J'ai ajouté cette remarque car je pense que nous sommes à ce stade de lecture dans notre histoire récente du corona. Tous les démocrates du monde sont en train de durcir leurs politiques sanitaires. Si vous vous rappelez du premier discours pré-confinement de Macron, ce n'était pas lui mais les scientifiques qui parlaient à sa place. Lui, n'était qu'une victime, comme nous, de l'urgence sanitaire. Après deux confinements, une avalanche de thérapies géniques de moins en moins efficaces, on en est arrivé à un ausweis sanitaire qui mute aujourd'hui, petit à petit, en ausweis vaccinal, un variant probablement, à la différence près que le virus va en s'atténuant, lui.

Déjà, chacun pouvait en être sûr quand les médias ont fait les choux gras de la décision autrichienne de pénaliser ouvertement les non vaccinés. Il était inévitable que cela arrive en France. Et cela se propagera au monde entier. Et même si demain 100% de la population mondiale est vaccinée, vous verrez que vous porterez encore des masques et que vous ne pourrez plus faire ce que vous voulez, comme vous l'entendez. S'il y a bien un virus qui s'est propagé bien plus vite que le corona, c'est celui du pouvoir sans limite et malheureusement, aujourd'hui, nous n'avons aucun vaccin contre cette maladie incurable.

PS (Édité le 19/12/21) : Pour que les choses soient claires, j'ajoute un lien ici. Il s'agit de la fiche d'information en français du produit Pfizer que la FDA (food and drug administration) met à disposition sur son site. Je suis désolé pour les amateurs de sensationnel : pas de graphène, pas de puce 5G, pas d'extraterrestre, ni de complot sataniste. La réalité suffit amplement. Vous y trouverez la composition exacte du produit mais aussi toutes les limites à apporter à une thérapie génique créée dans l'urgence à savoir qu'il n'est pas autorisé par la voie normale de mise sur le marché.

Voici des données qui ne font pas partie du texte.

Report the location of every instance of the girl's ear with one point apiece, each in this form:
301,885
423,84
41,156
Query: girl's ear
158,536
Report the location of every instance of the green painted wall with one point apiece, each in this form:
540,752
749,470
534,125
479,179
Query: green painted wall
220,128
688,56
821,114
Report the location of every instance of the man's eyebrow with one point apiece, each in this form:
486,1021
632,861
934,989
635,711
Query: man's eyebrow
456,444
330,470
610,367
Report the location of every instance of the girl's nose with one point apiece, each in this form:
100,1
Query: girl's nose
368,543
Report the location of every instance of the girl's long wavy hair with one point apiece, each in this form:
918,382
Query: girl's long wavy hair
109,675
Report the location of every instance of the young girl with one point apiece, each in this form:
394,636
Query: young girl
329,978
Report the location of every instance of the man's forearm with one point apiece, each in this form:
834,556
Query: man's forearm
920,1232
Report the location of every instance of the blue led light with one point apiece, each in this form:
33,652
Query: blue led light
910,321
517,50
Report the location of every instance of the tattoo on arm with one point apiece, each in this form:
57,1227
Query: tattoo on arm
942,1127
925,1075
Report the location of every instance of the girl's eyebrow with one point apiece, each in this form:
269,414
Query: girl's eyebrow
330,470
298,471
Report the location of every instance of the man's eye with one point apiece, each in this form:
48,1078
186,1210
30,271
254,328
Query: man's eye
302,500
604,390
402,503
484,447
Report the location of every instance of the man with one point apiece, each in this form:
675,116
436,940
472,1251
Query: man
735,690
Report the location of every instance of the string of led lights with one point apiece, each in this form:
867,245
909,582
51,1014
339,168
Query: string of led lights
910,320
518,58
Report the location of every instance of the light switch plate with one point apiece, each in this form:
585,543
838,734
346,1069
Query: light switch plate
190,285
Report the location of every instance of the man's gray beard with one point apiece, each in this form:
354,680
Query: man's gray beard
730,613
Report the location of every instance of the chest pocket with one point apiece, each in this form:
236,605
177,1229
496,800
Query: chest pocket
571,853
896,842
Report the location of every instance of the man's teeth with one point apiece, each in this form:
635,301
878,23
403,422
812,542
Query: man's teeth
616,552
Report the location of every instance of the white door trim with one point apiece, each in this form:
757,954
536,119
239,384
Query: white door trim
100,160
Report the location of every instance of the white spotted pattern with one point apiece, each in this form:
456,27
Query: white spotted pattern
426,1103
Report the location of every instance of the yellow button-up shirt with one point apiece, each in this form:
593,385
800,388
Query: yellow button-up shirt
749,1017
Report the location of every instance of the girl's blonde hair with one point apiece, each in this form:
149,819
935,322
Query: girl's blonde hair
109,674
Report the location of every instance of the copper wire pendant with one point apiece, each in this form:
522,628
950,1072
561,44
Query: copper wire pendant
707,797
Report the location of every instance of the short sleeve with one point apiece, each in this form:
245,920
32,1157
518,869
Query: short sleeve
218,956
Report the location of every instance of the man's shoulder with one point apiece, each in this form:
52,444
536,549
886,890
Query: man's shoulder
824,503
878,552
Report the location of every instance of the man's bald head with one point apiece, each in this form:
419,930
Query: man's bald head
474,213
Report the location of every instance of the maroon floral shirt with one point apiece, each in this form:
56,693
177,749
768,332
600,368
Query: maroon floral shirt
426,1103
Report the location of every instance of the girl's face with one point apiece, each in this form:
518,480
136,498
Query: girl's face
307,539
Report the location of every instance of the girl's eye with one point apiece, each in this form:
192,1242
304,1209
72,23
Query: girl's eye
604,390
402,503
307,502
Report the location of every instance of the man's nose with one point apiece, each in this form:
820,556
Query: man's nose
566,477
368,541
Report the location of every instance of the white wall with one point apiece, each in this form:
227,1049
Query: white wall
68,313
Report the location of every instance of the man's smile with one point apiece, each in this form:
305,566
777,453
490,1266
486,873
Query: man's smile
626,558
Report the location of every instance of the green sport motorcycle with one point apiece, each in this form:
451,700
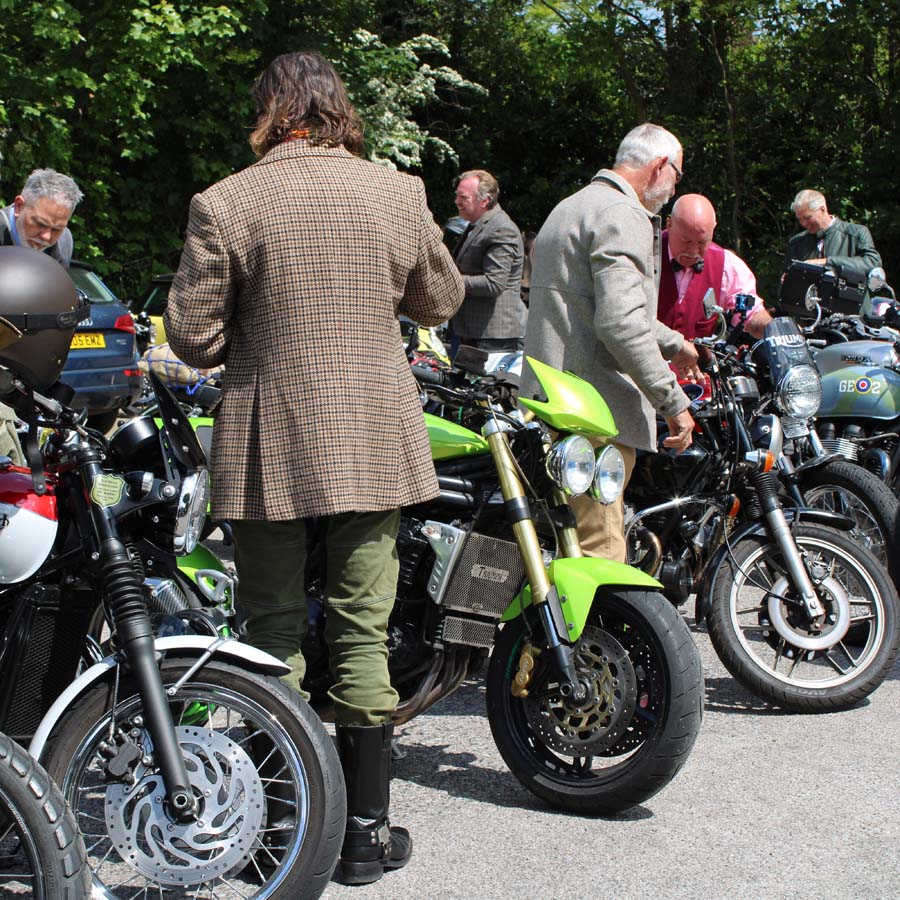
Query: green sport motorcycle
594,684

Une mise sur le marché, c'est 10 ans d'études. Pourquoi ? On peut connaitre très vite l'efficacité d'un produit en laboratoire. Ce n'est pas le problème. Par contre, on a besoin de temps pour connaître l'impact d'un produit sur le long terme et son réel bénéfice. Vous pouvez débloquer les milliards que vous voulez pour faire des études mais vous ne pourrez jamais compresser le temps.

En outre, aucune étude n'existe pour affirmer qu'on peut utiliser conjointement ce produit avec d'autres vaccin non ARN. Dans ce cas, je ne comprends pas la recommandation française qui demande une troisième dose ARN après administration d'un vaccin classique. Cela n'a jamais été étudié et n'est en aucun cas valide scientifiquement.